Yes. I weigh my food as accurately as I can, and I weigh it raw. Food is logged via MFP and I attempt to use the most accurate macros available (some MFP entries have bogus macros). This being said, I was certainly losing steam on my cut and also losing interest in logging food, so in the last month or so of food logging (before posting this thread), my entries were likely ~90% accurate… I’m aware that makes the entire process subject to scrutiny. Regardless, this is why I started a maintenance phase about a week ago.

With this short break from the cut, I’m hoping to regain some motivation to diet and consistency in my training. When I feel I’m mentally ready to get back on the cut, I intend to make my food measurements and training as accurate as possible, probably only 2 weeks at a time so it’s more mentally appealing.

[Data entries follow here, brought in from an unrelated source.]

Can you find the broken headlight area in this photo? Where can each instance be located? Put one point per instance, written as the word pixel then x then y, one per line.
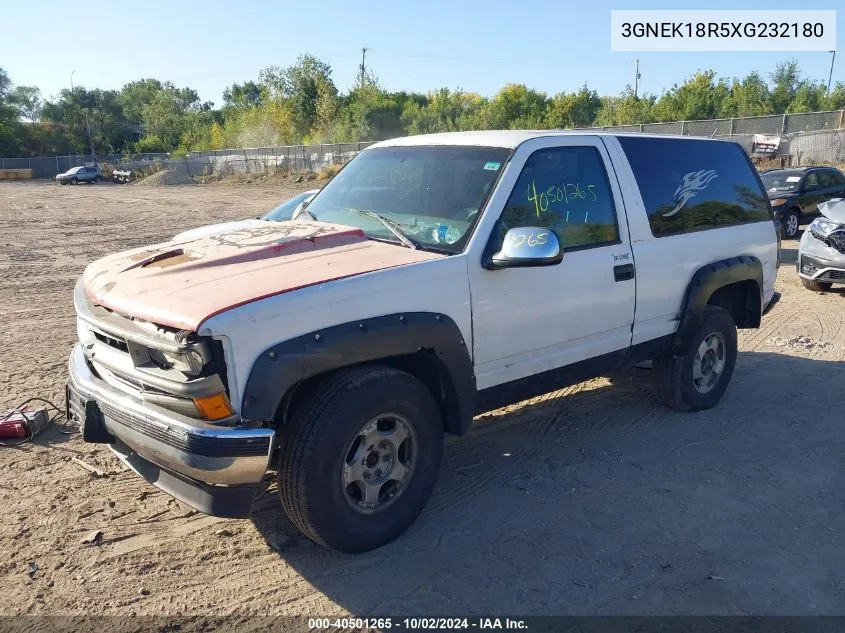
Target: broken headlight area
pixel 190 361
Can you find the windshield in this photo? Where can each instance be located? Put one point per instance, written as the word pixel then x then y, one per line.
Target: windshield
pixel 285 211
pixel 433 193
pixel 775 181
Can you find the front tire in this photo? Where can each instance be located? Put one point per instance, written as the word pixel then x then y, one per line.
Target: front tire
pixel 791 224
pixel 816 286
pixel 697 379
pixel 360 457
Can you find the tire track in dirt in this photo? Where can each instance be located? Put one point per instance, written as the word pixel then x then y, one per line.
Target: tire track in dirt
pixel 755 340
pixel 490 453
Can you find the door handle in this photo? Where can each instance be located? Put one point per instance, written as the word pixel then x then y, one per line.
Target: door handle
pixel 625 272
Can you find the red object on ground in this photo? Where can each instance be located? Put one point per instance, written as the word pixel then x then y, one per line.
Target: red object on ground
pixel 13 428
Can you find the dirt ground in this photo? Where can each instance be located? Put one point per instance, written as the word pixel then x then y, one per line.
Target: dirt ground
pixel 590 500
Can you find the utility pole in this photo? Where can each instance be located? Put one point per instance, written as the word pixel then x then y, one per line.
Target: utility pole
pixel 363 65
pixel 830 76
pixel 90 140
pixel 637 79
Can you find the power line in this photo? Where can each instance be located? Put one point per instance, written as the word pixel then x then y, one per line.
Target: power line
pixel 474 60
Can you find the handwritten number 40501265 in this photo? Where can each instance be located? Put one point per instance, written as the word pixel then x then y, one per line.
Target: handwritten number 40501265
pixel 556 193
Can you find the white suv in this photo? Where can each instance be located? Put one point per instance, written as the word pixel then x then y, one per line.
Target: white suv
pixel 435 277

When you say this, are you speaking from personal experience or common sense? If you have maintenance advice from experience, I’d be grateful to follow along.

Did you start at 1000 cal deficit and haven’t changed at all?

I had been adjusting down calories roughly 50cal per 5lbs lost, so I started at 2,200cal/day and adjusted down to about 2050cal per day after I’d lost 15lbs or so. It wouldn’t be super uncommon for me to be over target by 100cals or so, but still, it would have been somewhere in the realm of 1,000cal to 800cal deficit daily.

So it sounds like:

  1. you started off too aggressive. Maybe -500 would’ve been better, and
  2. you’re adjusting wayyyyy too slow. TBH I can’t remember ever going more than 3 weeks with same calories before weight loss stalled, and I had to adjust.

To answer your questions though.

  • I actually don’t ever do a maintenance phase or a bulking phase in a traditional sense. I’m either doing a full cut or my weight is slowly drifting back up. How slowly is entirely up to how diligent I’m being with marching my calories back up.
  • Aggressive cuts with no breaks has always worked best for me. I find taking a break always leads to the exact scenario you’re in now. And once I hit the end of my cut I reverse diet at a snail’s pace. I’m talking ONE day per week I add 50g of carbs. So that’s adding 200 cals after seven weeks! I reversed myself from 2200 to 3100 cals over several months and gained maybe 8lb back and landed a nice recomp and have abs for the first time in my life at bodyweight of 195 :slight_smile:
  • I only stop cutting once I reach my desired level of leanness. I really hate being hungry all the time, so see no point of maintaining. If I’m gonna be suffering anyway, I’ll just keep the fat loss momentum going.
  • I change training a little during fat loss. Compound movements become more a priority and I’ll usually incorporate some time component on accessory work like EMOM circuits in my trade log.